To obtain the metronome beat I modulated the 500 Hz carrier frequency with a square wave. I tried a sine wave too, which prevents the clicks and is, therefore, more pleasant to listen to. However, the beats are less sharp than with a squared modulation and therefore less distinguishable. Personally, I would not like to lose a beat... Moreover, when mixing the metronome beat to the sound file the clicks are softer than when playing the metronome beat alone. Sox specifies the amplitude modulation with the "amod" option, preceded by the type of waveform (square) and followed by the frequency in Hz like:
square amod 3
Concatenating both commands creates the metronome beat: a 500 Hz sine modulated in amplitude by a square waveform with a frequency of 3 Hz.
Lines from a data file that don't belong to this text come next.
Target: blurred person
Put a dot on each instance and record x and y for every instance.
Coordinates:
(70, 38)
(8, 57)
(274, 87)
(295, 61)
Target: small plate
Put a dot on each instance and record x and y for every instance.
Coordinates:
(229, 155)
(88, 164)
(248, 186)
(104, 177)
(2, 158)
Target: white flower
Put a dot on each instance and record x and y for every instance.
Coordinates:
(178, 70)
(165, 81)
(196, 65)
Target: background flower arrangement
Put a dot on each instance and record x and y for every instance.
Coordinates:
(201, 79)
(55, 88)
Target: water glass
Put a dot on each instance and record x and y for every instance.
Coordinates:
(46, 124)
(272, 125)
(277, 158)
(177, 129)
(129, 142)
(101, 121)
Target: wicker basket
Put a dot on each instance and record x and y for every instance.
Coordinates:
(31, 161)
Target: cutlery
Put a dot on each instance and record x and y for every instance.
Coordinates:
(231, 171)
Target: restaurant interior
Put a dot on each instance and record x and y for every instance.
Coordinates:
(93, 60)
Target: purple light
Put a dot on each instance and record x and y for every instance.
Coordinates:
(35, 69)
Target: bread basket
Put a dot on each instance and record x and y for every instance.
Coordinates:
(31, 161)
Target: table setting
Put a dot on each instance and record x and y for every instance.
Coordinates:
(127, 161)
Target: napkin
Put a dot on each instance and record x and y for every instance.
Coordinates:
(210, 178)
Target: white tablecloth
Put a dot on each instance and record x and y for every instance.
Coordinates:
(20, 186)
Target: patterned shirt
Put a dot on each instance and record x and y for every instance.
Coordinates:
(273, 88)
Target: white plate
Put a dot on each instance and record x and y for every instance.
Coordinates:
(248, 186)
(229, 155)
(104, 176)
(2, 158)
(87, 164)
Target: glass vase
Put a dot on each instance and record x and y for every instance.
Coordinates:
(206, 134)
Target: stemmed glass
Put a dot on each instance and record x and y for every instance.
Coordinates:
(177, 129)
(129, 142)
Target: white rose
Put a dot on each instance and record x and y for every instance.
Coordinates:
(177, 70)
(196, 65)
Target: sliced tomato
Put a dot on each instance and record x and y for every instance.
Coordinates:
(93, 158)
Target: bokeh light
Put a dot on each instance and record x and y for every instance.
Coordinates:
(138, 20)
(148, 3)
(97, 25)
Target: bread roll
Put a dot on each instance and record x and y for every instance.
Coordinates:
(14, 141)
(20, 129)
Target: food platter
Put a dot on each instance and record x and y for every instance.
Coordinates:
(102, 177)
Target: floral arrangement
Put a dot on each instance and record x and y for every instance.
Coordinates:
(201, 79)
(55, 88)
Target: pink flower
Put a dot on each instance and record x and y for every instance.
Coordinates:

sox -n -r 8000 output.wav synth 5 sine 500 synth 5 square amod 3
So in practice there are two five-seconds-long waveforms, one sine and one square, the second of which Amplitude MODulates the first. To compare this metronome beat to a sine modulated call:
echo "Square modulated" play -n -c1 synth 5 sine 500 vol 0.5 synth 5 square amod 3
echo "Sine modulated" play -n -c1 synth 5 sine 500 vol 0.5 synth 5 sine amod 3
[NOTE: if you want to double check that the beats are really three per seconds, I find the most convenient way is to create a second long sine wave and load the signal in audacity. There you can count/see the three 'peaks' corresponding to the beats.]
I then add this "beat" to a sound file. To do this I need to generate a beat with the same duration and sampling frequency of the sound file to which I want to add the beat. The command 'soxi' with the options '-d' and '-r' returns duration and sampling frequency respectively. Both commands can be passed to sox into one go, like this:
sox -n -r `soxi -r file1.mp3` "output.mp3"
synth `soxi -d file1.mp3` sine 500 vol 0.5
synth `soxi -d file1.mp3` square amod 3
file1.mp3 is a temporary file I created transforming the stereo audio file into a mono.
sox "file2addAbeat2.mp3" "file1.mp3" remix 1
I converted from stereo to mono only to save space in my mp3 player. Why am I creating mp3 files instead of an open format? Because my mp3 player is dated and it does not read the files' tags other than the mp3 format. Therefore, to easily select what I want to play, I need to be able to process the tag.
I then mix the two into one final file,
sox -m "file1.mp3" "output.mp3" "final.mp3"
With SoX, it is also possible to have the beat played into one hear and the music/podcast/audiobook on the other, that is one on the left and the other on the right channel. One could argue that it is then easier to focus on/ignore the sound in a given hear because they are spatially separated. This could be helpful if the metronome beat is experienced as annoying and one decides to ignore it. In that case, besides experimenting with other carrier frequencies and amplitude modulations (e.g. a sine instead of a square wave), SoX offers also the option of manipulating the volume of the single channels/sound streams. I still prefer to keep the two streams into a single channel because by merging them the resulting file is smaller and I get to squeeze more music into my mp3 player. Moreover, I am not converting to this "enhanced-metronome beat format" all the files I would listen during a run. Converting about 10% is usually enough for the exercises and it keeps the (mind) doctor away.
I embedded the SoX commands into a bash script that processes all "ogg" or "opus" files in a given directory. I can then use the bash script on a bunch of files I downloaded or after a call to youtube-dl with the "-x" options which extracts the audio only. Enjoy!